CBSA officer Sandeep Sidhu sues governments of Canada and India

December 3,2025

RED FM News Desk

In a lawsuit filed in Ottawa, Sandeep Singh Sidhu described how, for the past two years, India had used him in a disinformation scheme designed to retaliate against Canada as part of a diplomatic dispute. In 2023, Canada publicly accused Indian agents of assassinating a Sikh activist in B.C. In response, India told its press that Sidhu was a terrorist on Canada’s payroll, according to the suit. While the Canadian government has cleared Sidhu, the lawsuit filed in Ottawa on Tuesday alleges it abandoned him to face the onslaught of state-sponsored disinformation on his own. As India’s news channels and social media loyalists spread falsehoods about Sidhu, he was subjected to harassment and threats, but the CBSA declined to help him, claiming it wasn’t a work-related matter, according to the suit. 
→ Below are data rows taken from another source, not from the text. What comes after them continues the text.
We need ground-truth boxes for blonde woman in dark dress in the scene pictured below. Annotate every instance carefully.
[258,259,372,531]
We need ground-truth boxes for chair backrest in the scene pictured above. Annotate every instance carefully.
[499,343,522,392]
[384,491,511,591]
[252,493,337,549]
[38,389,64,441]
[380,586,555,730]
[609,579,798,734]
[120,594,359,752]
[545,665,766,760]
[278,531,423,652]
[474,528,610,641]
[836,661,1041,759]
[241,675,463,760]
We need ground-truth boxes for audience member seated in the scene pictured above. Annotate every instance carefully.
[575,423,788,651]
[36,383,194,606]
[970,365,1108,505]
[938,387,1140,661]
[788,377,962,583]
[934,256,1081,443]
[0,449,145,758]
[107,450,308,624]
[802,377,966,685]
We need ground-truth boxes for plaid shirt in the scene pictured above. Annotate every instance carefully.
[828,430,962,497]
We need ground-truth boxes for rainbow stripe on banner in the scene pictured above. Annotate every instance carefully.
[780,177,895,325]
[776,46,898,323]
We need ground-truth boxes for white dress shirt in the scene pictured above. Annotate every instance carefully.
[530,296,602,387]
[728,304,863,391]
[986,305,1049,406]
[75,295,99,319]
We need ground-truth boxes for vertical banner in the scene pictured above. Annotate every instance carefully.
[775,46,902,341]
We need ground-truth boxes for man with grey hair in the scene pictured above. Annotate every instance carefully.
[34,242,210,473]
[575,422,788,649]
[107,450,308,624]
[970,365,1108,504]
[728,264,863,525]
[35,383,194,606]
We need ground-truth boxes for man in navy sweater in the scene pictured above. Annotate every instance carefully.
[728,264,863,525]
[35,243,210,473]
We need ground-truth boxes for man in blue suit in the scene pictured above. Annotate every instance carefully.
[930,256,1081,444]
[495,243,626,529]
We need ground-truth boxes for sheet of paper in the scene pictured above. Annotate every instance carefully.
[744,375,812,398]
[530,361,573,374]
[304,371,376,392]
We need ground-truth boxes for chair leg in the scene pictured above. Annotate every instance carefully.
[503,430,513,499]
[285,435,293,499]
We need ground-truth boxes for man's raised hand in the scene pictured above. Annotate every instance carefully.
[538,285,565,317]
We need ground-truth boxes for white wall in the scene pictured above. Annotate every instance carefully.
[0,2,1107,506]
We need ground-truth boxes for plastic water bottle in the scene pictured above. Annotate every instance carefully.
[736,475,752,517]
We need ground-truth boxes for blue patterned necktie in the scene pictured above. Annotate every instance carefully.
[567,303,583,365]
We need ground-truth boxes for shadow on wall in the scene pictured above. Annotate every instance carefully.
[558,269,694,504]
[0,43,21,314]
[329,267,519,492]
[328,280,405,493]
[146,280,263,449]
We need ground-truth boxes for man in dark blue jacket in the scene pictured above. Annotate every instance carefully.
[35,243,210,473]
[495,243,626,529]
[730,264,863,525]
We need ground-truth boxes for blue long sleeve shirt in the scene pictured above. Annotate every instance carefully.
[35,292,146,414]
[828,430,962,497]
The CBSA has not yet responded to a request for comment. Neither has India’s high commission in Ottawa, nor the Indian news outlets whose reports calling Sidhu a terrorist remain online. “We take the position that this was an orchestrated misinformation campaign against a citizen of Canada, and in this case, an innocent citizen of Canada,” his lawyer, Jeffrey Kroeker, said. “At the height of a diplomatic row between Canada and India, they needed a convenient patsy to blame something or put something on to deflect from genuine accusations of assassinations taking place in Canada.” “So what they did is, they found somebody who worked for the Canadian government amongst tens of thousands of civil servants, picked him out of the air because he has Sikh heritage, and threw him under the bus,” Kroeker said. “And then the Canadian government took over the bus and drove backwards over him.”

The ruse was part of India’s ongoing attempt to convince its citizens that Canada is a haven for pro-Khalistan terrorists who support independence for the South Asian nation’s Sikh-majority Punjab state. Sidhu was likely chosen for the ploy because he has a common Sikh name and was a senior, uniformed official in Canada’s national security establishment, according to his lawyers. The suit, filed in the Ontario Superior Court of Justice, seeks a total of $9-million in damages from India and Canada, which it argues had a duty to protect Sidhu but let him down. Sidhu said he was born in B.C., had been a border officer for two decades and had never had anything to do with India’s affairs. They not only showed his photo to their millions of viewers and followers, but also published his home address, prompting one social media user to post a photo of the house along with the words, “Go and kill him.” But he said that when he reported the matter to his superiors, and relayed that police were concerned about his safety, the CBSA offered him no protection and instead subjected him to an internal investigation. The CBSA consulted the Canadian Security intelligence Service and concluded the Indian allegations were fake, but would neither offer him protection nor help him clear his name, he said.